One other factor that is starting to work in the favour of equity markets is that the markets are accepting the possibility that the Syriza party will come to power in Greece in a few weeks time. Its leader, Alex Tsipras, seems to be making an effort to calm nerves about his desire to see Greece on a path that would see it be forced to leave the euro. This may be an internal political move as well as an external one, as the bulk of the Greek population remains in favour or continuing with the euro, and perhaps any sense that he would lead the country out may harm his election prospects.
According to pre Christmas fund manager’s surveys, fund managers have positioned themselves in such a way that suggests they are anticipating the ECB to move early in the year on QE. There is a continual debate about the true benefit quantitative easing has had on the US economy. The original view held by many experts was that it would just push up commodity prices, that view has been proved spectacularly wrong. Along the same lines it would create rampant inflation, so far that has proved illusive.
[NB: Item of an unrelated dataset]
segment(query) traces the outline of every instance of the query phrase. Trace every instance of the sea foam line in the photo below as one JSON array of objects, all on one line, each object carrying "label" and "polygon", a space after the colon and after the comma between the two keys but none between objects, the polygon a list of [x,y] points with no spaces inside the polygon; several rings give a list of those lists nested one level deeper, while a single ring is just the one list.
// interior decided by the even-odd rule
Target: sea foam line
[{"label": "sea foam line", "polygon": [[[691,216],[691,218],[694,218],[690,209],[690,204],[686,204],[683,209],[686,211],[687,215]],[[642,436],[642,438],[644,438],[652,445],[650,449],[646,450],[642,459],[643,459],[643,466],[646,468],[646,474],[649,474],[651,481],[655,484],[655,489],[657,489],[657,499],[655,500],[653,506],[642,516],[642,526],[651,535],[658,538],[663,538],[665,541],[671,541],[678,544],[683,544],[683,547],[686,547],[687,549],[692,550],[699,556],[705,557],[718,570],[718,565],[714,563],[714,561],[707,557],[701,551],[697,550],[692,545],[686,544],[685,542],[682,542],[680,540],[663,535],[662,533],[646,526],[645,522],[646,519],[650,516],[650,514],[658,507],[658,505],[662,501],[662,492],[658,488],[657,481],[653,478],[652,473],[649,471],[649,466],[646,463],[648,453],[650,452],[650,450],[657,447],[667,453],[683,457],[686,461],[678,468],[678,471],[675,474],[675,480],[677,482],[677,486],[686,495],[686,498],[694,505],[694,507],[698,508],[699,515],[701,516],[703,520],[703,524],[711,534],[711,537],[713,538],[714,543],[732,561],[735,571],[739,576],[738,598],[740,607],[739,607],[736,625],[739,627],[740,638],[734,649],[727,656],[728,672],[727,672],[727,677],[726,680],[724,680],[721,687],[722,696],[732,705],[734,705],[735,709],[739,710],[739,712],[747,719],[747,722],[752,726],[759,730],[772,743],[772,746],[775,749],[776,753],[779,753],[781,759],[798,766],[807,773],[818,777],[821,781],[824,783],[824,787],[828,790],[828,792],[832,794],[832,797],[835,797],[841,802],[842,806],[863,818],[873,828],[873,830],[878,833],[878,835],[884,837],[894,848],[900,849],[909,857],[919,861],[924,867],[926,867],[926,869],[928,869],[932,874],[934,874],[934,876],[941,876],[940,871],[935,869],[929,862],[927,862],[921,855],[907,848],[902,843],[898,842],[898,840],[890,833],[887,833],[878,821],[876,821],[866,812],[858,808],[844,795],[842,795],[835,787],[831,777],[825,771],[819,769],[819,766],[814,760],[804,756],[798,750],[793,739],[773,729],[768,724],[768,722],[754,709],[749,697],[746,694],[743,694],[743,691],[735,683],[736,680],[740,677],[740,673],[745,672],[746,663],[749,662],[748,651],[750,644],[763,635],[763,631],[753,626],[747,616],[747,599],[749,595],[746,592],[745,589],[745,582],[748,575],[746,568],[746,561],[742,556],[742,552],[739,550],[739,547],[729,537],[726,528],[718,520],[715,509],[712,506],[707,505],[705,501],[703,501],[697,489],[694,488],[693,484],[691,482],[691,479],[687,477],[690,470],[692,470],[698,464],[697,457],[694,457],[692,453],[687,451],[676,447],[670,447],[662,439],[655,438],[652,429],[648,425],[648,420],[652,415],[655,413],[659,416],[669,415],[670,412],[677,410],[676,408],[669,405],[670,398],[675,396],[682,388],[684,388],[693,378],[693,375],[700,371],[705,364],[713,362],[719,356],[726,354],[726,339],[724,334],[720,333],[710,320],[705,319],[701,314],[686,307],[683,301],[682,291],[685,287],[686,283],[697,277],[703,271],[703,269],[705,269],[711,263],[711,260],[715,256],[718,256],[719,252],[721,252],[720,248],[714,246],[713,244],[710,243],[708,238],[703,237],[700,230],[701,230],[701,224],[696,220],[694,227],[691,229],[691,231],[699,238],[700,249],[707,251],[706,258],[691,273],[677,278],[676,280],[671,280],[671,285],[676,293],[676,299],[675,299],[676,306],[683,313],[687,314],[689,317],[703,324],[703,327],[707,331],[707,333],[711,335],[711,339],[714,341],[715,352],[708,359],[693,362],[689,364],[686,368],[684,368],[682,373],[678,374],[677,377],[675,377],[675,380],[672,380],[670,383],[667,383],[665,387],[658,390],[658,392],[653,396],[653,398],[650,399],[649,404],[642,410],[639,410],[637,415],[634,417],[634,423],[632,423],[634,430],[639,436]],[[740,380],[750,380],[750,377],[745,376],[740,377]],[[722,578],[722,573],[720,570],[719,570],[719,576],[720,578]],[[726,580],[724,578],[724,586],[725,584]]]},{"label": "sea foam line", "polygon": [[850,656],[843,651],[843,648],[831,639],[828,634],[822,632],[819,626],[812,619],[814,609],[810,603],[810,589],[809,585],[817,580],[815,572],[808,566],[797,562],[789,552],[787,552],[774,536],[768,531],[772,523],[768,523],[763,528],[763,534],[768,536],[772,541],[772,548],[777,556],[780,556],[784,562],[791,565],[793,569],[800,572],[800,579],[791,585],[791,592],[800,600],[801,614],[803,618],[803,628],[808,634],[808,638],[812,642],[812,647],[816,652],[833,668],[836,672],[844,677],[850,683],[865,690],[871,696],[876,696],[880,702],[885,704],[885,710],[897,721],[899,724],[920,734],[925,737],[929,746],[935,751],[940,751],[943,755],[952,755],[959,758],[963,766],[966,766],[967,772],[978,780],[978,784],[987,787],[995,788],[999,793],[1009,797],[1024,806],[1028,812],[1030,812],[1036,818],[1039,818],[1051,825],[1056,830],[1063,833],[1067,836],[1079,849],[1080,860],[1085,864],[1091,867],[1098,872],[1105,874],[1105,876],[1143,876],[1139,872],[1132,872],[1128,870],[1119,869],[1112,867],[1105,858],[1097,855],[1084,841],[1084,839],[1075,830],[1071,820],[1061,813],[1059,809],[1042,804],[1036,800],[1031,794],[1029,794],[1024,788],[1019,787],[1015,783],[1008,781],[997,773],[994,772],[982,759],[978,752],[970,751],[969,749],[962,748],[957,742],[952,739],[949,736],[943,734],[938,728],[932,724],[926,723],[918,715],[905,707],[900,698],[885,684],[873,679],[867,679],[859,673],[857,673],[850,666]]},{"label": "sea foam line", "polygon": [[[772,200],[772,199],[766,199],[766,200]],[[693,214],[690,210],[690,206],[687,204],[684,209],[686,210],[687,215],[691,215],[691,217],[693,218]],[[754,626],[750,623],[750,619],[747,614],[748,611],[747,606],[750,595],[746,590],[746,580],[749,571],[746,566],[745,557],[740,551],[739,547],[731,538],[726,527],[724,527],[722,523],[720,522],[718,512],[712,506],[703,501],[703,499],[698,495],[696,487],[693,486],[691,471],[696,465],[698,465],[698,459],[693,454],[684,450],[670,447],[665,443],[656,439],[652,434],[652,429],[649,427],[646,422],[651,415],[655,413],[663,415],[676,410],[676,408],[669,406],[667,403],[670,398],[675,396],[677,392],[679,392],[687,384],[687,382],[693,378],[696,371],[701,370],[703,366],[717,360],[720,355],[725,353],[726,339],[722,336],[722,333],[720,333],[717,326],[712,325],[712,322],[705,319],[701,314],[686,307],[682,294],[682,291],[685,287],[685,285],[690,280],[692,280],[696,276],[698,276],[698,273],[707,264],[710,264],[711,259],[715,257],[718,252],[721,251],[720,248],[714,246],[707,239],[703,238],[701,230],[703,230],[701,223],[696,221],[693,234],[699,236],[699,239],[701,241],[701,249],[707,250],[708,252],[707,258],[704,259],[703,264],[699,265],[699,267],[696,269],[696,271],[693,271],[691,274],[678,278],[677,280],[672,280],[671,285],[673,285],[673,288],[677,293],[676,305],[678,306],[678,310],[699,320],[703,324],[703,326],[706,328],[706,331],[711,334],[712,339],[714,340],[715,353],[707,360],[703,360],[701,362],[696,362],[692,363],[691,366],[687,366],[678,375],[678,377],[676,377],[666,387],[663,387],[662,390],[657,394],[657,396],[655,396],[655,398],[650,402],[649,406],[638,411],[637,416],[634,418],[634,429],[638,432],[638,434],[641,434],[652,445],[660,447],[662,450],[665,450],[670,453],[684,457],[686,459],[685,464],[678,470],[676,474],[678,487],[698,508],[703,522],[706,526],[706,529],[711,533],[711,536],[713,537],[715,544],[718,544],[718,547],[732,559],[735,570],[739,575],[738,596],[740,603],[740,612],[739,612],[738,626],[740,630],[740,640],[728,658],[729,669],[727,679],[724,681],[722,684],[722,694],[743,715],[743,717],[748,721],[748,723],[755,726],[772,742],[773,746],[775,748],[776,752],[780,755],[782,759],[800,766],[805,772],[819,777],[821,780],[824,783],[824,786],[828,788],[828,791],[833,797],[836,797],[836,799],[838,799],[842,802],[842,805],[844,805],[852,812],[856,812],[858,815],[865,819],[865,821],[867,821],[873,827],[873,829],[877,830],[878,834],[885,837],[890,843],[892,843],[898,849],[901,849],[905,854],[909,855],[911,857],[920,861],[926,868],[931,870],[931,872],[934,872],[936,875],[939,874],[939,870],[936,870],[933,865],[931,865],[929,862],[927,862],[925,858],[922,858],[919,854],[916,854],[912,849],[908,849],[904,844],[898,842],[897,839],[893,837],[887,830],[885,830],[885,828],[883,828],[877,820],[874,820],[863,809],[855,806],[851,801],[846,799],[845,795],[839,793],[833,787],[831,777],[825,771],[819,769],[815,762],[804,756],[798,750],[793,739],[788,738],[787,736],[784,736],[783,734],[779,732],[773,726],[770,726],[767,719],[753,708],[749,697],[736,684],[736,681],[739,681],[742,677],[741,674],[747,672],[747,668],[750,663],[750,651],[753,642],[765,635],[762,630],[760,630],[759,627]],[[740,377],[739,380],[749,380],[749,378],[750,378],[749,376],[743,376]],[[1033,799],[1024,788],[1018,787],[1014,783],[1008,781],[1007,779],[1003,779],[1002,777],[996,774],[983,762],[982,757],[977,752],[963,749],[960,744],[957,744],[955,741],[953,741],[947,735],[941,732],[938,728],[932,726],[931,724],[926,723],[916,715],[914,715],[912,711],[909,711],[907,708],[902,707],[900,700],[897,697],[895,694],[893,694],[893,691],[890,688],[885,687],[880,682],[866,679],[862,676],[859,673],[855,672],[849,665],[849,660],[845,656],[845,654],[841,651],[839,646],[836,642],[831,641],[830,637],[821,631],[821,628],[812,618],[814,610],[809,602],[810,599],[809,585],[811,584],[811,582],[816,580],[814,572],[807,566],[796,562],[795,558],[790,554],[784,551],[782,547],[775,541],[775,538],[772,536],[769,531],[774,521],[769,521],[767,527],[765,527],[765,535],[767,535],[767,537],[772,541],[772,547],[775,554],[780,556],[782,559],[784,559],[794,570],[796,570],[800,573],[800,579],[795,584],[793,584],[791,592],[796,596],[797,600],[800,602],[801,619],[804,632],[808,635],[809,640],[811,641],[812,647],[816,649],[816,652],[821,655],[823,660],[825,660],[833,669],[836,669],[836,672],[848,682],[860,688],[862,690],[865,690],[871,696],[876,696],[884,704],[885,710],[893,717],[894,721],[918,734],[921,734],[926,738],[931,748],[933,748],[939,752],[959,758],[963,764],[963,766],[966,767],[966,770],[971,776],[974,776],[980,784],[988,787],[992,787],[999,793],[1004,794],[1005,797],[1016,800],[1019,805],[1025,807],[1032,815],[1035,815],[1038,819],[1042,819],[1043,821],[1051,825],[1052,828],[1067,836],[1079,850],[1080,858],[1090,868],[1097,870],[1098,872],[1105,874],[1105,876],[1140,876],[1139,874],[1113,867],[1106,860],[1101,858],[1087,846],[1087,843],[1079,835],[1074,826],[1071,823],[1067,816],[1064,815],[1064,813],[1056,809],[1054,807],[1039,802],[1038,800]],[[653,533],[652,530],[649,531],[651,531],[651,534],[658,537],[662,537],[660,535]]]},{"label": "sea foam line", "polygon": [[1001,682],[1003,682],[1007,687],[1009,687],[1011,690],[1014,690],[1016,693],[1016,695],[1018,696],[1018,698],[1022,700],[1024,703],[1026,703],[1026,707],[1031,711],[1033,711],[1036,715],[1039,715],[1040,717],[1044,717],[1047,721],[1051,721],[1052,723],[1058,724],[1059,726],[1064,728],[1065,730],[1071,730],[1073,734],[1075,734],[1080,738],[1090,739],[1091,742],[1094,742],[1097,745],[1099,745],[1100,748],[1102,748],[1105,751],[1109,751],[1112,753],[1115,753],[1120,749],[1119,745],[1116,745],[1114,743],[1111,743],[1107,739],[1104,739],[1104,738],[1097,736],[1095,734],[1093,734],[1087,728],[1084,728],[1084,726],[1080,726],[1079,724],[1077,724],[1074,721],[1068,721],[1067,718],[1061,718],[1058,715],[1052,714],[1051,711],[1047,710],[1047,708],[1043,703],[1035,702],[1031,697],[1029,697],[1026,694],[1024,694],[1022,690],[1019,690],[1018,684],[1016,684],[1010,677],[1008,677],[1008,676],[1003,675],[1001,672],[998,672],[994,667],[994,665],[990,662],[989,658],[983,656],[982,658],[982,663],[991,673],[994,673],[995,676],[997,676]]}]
The third was that it would cause a bubble in stock prices. Stock prices in the US have risen but so have earnings, valuations may be a little stretched, but not wildly so (unless earnings start to fall). But if earnings start to fall, cheap or expensive stock markets fall.
Likewise the Stoxx 600 looks moderately expensive on historic valuations, as we have pointed out before, but unlike the US, corporate earnings in Europe still remain significantly below the 2007 peak (Merrill Lynch). If the global economy, particularly in the US, can continue to grow modestly, Europe starts to benefit also from monetary stimulus and lower energy prices, perhaps then earnings can start to recover back towards 2007 levels and those fund managers will be proved correct.